Get Everything in Writing and Save Copies For Yourself
Arguably the most important advice for moving is to get everything in writing, and keep copies for yourself. If you’re signing a lease, giving or accepting first and last month’s rent, or otherwise agreeing to an particular term of your tenancy, you want this in writing. Just as important, be sure you keep copies for yourself.
Take Photos of An Apartment When Moving In and Out
If you are moving in or out of an apartment, take advantage of your smartphone’s camera and take pictures of your unit. Disputes over the condition of a rental unit can easily be resolved if the tenant or landlord has photographic evidence of the apartment. Even if you are certain that no problems will arise, take five minutes and do this simple step. Even better, ask a friend or family member to come with you to the apartment, so you have a witness if such a problem does come up. This is a simple piece of advice for moving that can make all the difference later on.

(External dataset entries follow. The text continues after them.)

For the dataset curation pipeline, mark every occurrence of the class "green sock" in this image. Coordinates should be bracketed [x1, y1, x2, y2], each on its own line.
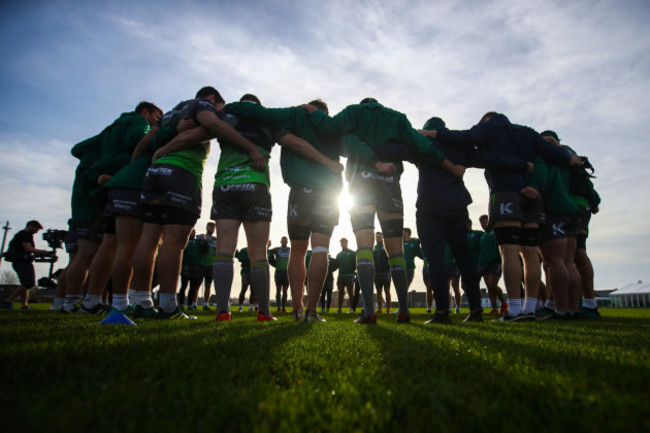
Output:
[356, 248, 375, 318]
[251, 261, 270, 315]
[213, 254, 234, 313]
[389, 255, 409, 314]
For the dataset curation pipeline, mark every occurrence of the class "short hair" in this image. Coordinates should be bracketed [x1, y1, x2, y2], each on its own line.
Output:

Know What to Do About Poor Conditions in a Rental Unit
Another important piece of advice for moving is to know what to do if your apartment is not in the condition it is suppose to be. In such a case, you should immediately contact the landlord, report the problem (in writing), and give the landlord an opportunity to correct the defects. If the landlord fails to take care of it, you can file a complaint with the City of Boston Inspectional Services (if you are renting outside of Boston, contact your town or city government for the appropriate agency to file a complaint).
It is important to know that a landlord cannot retaliate against a tenant for filing such a complaint. In other words, the landlord cannot “punish” a tenant by evicting them or changing the terms of their tenancy.
For landlords, be certain to address complaints in an apartment promptly. Failure to do so can lead to larger problems down the road.
Be Aware of Massachusetts’s Security Deposit Law
Massachusetts has one of the strictest security deposit laws in the country. This law is so long and detailed that most do not understand all of its provisions, and many landlords fail to comply with it. For this reason, I advise that landlords do not accept a security deposit. If you are a landlord and have accepted a security deposit, consider speaking to a landlord-tenant attorney to ensure you are in compliance with this law.
For tenants, problems with security deposits often arise when tenants attempt to get their deposits back. If you are having such a problem, an attorney may be able to help. Massachusetts’s security deposit law provides for attorney fees and treble damages against landlords who do not follow this law.
Don’t Get “Storrowed”
In addition to always having traffic, Storrow Drive is known for being a “trap for the unwary” on moving day. Trucks are not allowed on this parkway, and each year, at least one renter makes the news for getting stuck under one of Storrow Drive’s many bridges. Don’t let this be you.